R, S: Random_Variable objects.
rho: float. Correlation coefficient between ln(R) and ln(S).
r, s: float. Values at which the PDF is evaluated.
'''
lamda_r = R.lamda
zeta_r = R.zeta
lamda_s = S.lamda
zeta_s = S.zeta
arg_exp = -1/(2*(1-rho**2)) * (((np.log(r)-lamda_r)/zeta_r)**2 + ((np.log(s)-lamda_s)/zeta_s)**2 -
2*rho*((np.log(r)-lamda_r)/zeta_r)*((np.log(s)-lamda_s)/zeta_s))
pdf = 1/(2*np.pi*zeta_r*zeta_s*np.sqrt(1-rho**2)*r*s) * np.exp(arg_exp)
return pdf
Bivariate PDF contours#
Question 9: add a few lines to the code to plot the failure realizations from your random sample in the MSC above (Q6).
def plot_contour(bivar, xlim= None, ylim=None, nb_points=200):
"""
Contour plot in the bivariate plane (X,Y).
---------------------
bivar: bivariate distribution.
xlim, ylim: tuple, list. Intervals of values of x and y displayed in the figure (default: None).

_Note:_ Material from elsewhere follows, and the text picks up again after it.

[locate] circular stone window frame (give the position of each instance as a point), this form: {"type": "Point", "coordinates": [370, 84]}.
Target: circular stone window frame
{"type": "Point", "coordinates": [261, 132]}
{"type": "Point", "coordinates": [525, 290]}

nb_points: int. Size of the grid (default: 200).
returns: matplotlib.pyplot Figure and Axis objects.
"""
f, ax = plt.subplots(1)
if xlim is None:
xlim = [R.mean - 3*R.std, R.mean + 3*R.std]
if ylim is None:
ylim = [S.mean - 3*S.std, S.mean + 3*S.std]
x = np.linspace(xlim[0], xlim[1], nb_points)

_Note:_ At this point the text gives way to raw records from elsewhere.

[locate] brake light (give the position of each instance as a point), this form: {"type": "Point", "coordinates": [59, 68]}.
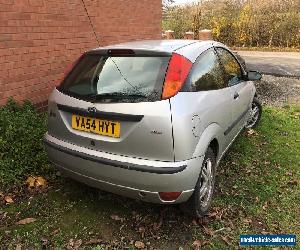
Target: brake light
{"type": "Point", "coordinates": [69, 69]}
{"type": "Point", "coordinates": [178, 70]}
{"type": "Point", "coordinates": [169, 196]}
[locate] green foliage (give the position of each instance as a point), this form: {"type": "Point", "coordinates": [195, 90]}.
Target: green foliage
{"type": "Point", "coordinates": [21, 143]}
{"type": "Point", "coordinates": [239, 23]}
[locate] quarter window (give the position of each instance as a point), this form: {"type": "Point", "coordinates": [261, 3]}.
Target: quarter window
{"type": "Point", "coordinates": [233, 72]}
{"type": "Point", "coordinates": [206, 74]}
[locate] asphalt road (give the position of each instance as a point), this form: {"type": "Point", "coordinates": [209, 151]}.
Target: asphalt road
{"type": "Point", "coordinates": [273, 63]}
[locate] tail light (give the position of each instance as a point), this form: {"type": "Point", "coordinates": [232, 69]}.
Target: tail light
{"type": "Point", "coordinates": [68, 70]}
{"type": "Point", "coordinates": [178, 70]}
{"type": "Point", "coordinates": [169, 196]}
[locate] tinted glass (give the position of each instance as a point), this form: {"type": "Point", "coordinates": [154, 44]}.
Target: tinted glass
{"type": "Point", "coordinates": [98, 75]}
{"type": "Point", "coordinates": [233, 73]}
{"type": "Point", "coordinates": [206, 73]}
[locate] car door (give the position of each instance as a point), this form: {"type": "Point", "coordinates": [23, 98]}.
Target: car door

y = np.linspace(ylim[0], ylim[1], nb_points)
X,Y = np.meshgrid(x,y)
pdf = np.zeros(X.shape)
for i in range(X.shape[0]):
for j in range(X.shape[1]):
if X[i,j]>0 and Y[i,j]>0:
pdf[i,j] = bivar(R, S, rho_ln_rs, X[i,j], Y[i,j])
ax.contour(X, Y, pdf, levels=8, cmap=cm.Blues) # plot bivariate PDF contours
ax.plot(x, x, label='LSF', color='k') # plot LSF
ax.fill_between(x, x, ylim[1], label='Failure domain', color='grey') # fill failure domain
# We want to extract MC realisations of failure
sample_bis = np.copy(sample_ln_z)
sample_bis[sample_bis >= 0] = 0
sample_bis[sample_bis < 0] = 1
ax.scatter(np.exp(sample[:,0])*sample_bis, np.exp(sample[:,1])*sample_bis, label='MCS',
color='k', marker='+')
ax.set_aspect("equal")
ax.set_xlim(xlim)
ax.set_ylim(ylim)
ax.set_xlabel(r"$R$")
ax.set_ylabel(r"$S$")
ax.legend()
return f, ax
f, ax = plot_contour(bivariate_LN)
You can find several objects on the figure above.
The grey area corresponds to the failure domain, that is the region for which \(R < S\). The black dots displayed in this region are the realisations simulated in your manual implementation of the Monte Carlso Simulation that correspond to a failure event. Finally, the blue concentric circular shapes correspond to the contours of the bivariate lognormal PDF you implemented in the previous question. Each point on the same ‘level’ (or circle) has the same density, that is the same likelihood of occurence.
Although the problem we considered was very simple, it represents one of the key types of analyses we will learn to use in this unit: a structural reliability calculation. We define a function of random variables and a failure condition (the limit-state function) and integrate over the failure domain to obtain the failure probability. Unfortunately, most of the problems we are interested in can’t be solved analytically. In fact, when the limit-state function is computationally expensive to run (e.g., a finite element program), even Monte Carlo simulation because unfeasible.
We will learn more about these methods in Week 4. For now, try thinking about the following questions and discussing them with your classmates:
What would happen if one of the random variables did not have the lognormal distribution?
How would the analytic calculation change?
What would be different in the Monte Carlo simulation?
How would the probability density contours change?
What would happen in the analysis if the limit-state function were non-linear?
How would this influence your analytic calculation?
How would this look in the bivariate plot?
What would be the effect on the calculated failure probability?
How would a different type dependence influence the result? You can check your intuition by playing with the code in this notebook!
You will get an answer to these questions in the coming weeks. Ask about them in class during the week 5 and 6 workshops if you revisit them and are still looking for an answer.